Page MenuHomePhabricator

[X86] VRNDSCALE* folding from masked and scalar ffloor and fceil patterns

Authored by mike.dvoretsky on Apr 3 2018, 2:13 AM.



This patch handles back-end folding of generic patterns created by D48067 in cases where the instruction isn't a straightforward packed values rounding operation, but a masked operation or a scalar operation.

Diff Detail


Event Timeline

mike.dvoretsky created this revision.Apr 3 2018, 2:13 AM
mike.dvoretsky edited the summary of this revision. (Show Details)

Added tests for folding.

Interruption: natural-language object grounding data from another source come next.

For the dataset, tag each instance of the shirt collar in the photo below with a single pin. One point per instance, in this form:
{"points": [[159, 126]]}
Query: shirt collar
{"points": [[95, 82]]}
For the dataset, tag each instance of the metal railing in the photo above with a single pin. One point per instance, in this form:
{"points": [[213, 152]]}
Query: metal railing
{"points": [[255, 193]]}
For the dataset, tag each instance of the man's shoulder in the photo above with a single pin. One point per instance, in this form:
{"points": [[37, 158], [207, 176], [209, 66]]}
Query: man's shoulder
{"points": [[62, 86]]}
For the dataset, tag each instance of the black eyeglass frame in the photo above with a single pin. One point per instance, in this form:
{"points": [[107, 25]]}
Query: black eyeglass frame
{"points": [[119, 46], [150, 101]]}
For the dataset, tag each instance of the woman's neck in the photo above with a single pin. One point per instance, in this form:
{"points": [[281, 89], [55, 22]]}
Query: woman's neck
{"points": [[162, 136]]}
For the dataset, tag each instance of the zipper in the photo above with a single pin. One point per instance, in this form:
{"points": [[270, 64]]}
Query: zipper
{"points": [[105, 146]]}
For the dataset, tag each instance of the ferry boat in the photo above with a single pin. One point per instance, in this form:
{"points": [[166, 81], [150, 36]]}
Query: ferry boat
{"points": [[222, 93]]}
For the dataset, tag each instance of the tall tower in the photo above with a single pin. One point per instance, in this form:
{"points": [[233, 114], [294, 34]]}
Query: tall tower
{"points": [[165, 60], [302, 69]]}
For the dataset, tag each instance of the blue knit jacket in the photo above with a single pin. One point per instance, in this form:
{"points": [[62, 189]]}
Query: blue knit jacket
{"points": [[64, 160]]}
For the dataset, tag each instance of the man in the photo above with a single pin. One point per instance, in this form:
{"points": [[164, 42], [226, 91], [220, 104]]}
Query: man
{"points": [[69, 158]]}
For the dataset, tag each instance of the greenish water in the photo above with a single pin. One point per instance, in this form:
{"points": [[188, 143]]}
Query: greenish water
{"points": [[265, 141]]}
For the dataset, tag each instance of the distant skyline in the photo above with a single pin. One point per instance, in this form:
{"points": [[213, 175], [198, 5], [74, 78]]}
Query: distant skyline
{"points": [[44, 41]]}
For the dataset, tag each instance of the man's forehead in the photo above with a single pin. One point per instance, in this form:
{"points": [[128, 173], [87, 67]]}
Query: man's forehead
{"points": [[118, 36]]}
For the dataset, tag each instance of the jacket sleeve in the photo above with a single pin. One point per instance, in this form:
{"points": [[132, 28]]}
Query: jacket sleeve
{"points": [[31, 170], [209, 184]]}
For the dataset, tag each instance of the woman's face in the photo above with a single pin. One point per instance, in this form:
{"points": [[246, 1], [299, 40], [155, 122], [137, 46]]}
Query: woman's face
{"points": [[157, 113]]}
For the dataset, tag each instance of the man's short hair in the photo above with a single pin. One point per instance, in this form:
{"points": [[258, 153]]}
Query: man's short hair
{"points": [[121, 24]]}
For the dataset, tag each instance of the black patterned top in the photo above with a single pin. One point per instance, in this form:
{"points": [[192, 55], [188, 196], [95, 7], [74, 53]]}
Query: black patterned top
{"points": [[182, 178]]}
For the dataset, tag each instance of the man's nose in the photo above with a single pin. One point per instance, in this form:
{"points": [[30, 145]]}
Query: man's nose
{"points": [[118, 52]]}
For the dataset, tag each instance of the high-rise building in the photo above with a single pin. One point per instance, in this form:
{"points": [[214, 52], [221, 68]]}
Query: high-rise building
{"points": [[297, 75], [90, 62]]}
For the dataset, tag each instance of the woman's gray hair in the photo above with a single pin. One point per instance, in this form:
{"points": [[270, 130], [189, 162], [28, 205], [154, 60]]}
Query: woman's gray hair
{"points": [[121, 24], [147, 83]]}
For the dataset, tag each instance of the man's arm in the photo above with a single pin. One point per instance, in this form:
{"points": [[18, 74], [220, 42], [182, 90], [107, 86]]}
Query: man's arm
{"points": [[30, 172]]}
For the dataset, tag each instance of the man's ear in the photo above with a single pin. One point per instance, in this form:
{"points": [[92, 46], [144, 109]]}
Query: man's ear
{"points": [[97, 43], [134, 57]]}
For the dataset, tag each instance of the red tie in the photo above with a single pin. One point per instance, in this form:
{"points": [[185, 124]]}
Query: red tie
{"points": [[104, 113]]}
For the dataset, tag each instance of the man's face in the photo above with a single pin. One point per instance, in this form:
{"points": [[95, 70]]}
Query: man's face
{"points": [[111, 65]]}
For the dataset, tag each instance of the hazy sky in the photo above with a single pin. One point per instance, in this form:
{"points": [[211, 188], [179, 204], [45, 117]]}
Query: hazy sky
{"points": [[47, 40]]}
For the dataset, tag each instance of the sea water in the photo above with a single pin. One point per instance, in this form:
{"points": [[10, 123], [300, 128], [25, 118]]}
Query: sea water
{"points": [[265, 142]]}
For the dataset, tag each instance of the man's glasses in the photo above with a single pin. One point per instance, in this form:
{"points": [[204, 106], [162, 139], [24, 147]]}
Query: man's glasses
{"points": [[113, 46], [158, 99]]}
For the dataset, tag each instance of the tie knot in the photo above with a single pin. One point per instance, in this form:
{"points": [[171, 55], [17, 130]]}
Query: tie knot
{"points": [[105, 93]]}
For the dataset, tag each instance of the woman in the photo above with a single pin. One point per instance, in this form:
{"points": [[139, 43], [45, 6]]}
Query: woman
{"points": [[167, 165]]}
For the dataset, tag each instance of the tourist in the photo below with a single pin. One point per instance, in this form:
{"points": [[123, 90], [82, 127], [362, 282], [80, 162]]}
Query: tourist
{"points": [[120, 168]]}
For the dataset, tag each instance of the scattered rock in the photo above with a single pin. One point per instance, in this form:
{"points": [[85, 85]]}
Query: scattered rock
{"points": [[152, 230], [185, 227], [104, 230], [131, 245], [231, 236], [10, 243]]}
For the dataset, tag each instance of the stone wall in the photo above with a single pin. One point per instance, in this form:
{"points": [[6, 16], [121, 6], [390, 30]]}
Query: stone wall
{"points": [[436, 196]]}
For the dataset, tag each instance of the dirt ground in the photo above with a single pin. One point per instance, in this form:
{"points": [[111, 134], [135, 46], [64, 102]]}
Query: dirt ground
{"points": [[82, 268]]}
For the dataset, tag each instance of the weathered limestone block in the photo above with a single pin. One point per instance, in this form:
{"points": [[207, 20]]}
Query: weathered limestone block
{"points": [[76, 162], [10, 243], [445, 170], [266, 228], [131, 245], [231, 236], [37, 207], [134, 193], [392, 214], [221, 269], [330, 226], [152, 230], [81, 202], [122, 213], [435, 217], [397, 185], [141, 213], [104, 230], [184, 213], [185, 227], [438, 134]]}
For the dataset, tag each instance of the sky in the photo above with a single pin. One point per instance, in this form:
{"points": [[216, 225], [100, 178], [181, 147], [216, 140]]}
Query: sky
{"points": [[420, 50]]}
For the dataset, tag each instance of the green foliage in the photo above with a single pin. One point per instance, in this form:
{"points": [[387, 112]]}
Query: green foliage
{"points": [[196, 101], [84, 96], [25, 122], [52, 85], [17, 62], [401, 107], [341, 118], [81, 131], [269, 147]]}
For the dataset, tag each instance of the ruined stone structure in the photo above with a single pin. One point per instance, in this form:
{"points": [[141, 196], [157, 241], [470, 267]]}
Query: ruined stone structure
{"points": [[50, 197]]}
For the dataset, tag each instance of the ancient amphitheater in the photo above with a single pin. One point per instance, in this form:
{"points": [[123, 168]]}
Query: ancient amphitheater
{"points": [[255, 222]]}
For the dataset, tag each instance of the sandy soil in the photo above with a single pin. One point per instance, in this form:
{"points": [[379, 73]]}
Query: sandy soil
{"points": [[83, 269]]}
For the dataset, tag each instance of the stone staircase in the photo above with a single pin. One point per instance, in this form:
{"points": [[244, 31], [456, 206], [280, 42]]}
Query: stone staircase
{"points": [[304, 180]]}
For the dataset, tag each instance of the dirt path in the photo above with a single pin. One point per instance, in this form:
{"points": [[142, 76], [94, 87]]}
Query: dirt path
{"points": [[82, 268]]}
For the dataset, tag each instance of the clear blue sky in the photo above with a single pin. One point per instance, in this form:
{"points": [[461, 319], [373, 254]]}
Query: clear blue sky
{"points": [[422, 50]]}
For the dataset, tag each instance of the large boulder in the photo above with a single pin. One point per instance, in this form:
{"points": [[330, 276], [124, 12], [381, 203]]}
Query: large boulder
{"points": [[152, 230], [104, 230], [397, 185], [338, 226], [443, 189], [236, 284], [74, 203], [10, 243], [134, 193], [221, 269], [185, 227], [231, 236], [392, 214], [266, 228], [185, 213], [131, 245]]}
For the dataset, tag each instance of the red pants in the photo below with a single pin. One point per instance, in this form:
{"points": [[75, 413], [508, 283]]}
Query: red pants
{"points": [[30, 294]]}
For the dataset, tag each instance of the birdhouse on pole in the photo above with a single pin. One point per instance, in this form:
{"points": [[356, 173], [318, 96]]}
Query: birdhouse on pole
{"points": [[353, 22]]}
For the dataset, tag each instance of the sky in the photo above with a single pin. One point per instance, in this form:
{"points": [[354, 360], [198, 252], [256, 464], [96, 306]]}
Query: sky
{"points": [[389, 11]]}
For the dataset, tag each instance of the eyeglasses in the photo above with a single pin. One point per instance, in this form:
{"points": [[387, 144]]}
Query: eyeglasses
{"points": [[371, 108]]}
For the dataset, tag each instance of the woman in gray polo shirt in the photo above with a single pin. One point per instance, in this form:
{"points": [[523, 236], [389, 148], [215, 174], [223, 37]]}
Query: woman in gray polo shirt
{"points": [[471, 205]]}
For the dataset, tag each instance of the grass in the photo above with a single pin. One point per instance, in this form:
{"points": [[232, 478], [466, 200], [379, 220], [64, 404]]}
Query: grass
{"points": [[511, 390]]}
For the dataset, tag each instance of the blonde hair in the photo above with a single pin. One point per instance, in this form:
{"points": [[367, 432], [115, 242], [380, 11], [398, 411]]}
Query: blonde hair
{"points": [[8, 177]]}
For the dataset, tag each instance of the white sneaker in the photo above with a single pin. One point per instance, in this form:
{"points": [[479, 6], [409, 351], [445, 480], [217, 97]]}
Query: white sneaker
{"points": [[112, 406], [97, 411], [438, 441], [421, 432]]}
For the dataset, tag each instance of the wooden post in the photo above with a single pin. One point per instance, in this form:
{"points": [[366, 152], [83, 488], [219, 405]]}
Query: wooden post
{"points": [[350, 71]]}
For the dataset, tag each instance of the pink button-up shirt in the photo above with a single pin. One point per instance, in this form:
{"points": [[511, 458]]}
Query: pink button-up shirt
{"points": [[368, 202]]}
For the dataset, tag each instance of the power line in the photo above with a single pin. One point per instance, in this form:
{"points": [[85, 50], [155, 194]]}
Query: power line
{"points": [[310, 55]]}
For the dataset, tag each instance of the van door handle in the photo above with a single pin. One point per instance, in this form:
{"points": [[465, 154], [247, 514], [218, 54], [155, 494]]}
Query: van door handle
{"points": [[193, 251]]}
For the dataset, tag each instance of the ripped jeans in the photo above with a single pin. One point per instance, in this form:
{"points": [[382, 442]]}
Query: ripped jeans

Also made changes to enable the new version of D45202.

craig.topper added inline comments.Apr 4 2018, 9:57 PM
30511 ↗(On Diff #140973)

Can we just do this with isel patterns like we do for ADDSS?

873 ↗(On Diff #140973)

Can you generate %k from a compare instruction rather than passing in a X x i1 type. It will make the code a little cleaner since we won't have to extend and split the mask in such crazy ways.

mike.dvoretsky added inline comments.Apr 5 2018, 7:09 AM
30511 ↗(On Diff #140973)

I've considered that, but decided to fold it here. To do it in .td patterns we'd need to add 4 new patterns in 2 separate files. 32 and 64 bit patterns would need to be added for VROUNDS* on AVX and ROUNDS* on SSE4.1. Writing this pattern here both makes it easier to track and produces less check complexity.

craig.topper added inline comments.Apr 5 2018, 9:55 AM
30505 ↗(On Diff #140973)

There's a signed vs unsigned comparison warning on this line.

Changed the folding to use isel patterns from D47012.

craig.topper added inline comments.Jun 3 2018, 3:20 PM
8606 ↗(On Diff #149464)

Do we have test cases covering this pattern? I can't find any zero extend instructions

mike.dvoretsky marked an inline comment as done.

Added zero extension of mask to i32 in the masked scalar tests and added more ways to represent the mask, testing the 8-bit mask pattern among others. 16-bit mask patterns removed due to scalar_to_vector errors.

craig.topper added inline comments.Jun 4 2018, 10:15 AM
8605 ↗(On Diff #149716)

Why HasVLX? Shouldn't scalar instructions be valid under HasAVX512?

9777 ↗(On Diff #149716)

What about zero masking?

mike.dvoretsky marked 2 inline comments as done.

Corrected the scalar pattern predicates, added packed zero-masked instruction patterns and tests to cover zero-masking. Changed the RUN line of vec_floor.ll to give different results for AVX512F and AVX512VL where needed (e.g. in 128- and 256-bit masked operations).

Added tests for floor intrinsics and masked scalar double patterns to cover all introduced isel patterns.

This revision is now accepted and ready to land.Jun 8 2018, 9:28 AM
mike.dvoretsky retitled this revision from [X86] VRNDSCALE* folding from masked and single-value ffloor and fceil patterns to [X86] VRNDSCALE* folding from masked and scalar ffloor and fceil patterns.
mike.dvoretsky edited the summary of this revision. (Show Details)

Updated to support D48067 instead of D45202. Removed changes since the lowering is now in InstCombine, changed the masked scalar pattern tests to exclude mask extension that was in the previous versions.

mike.dvoretsky requested review of this revision.Jun 15 2018, 1:36 AM

Updated the AVX512 isel pattern to account for the instruction record name change.

This revision is now accepted and ready to land.Jun 15 2018, 4:24 PM
This revision was automatically updated to reflect the committed changes.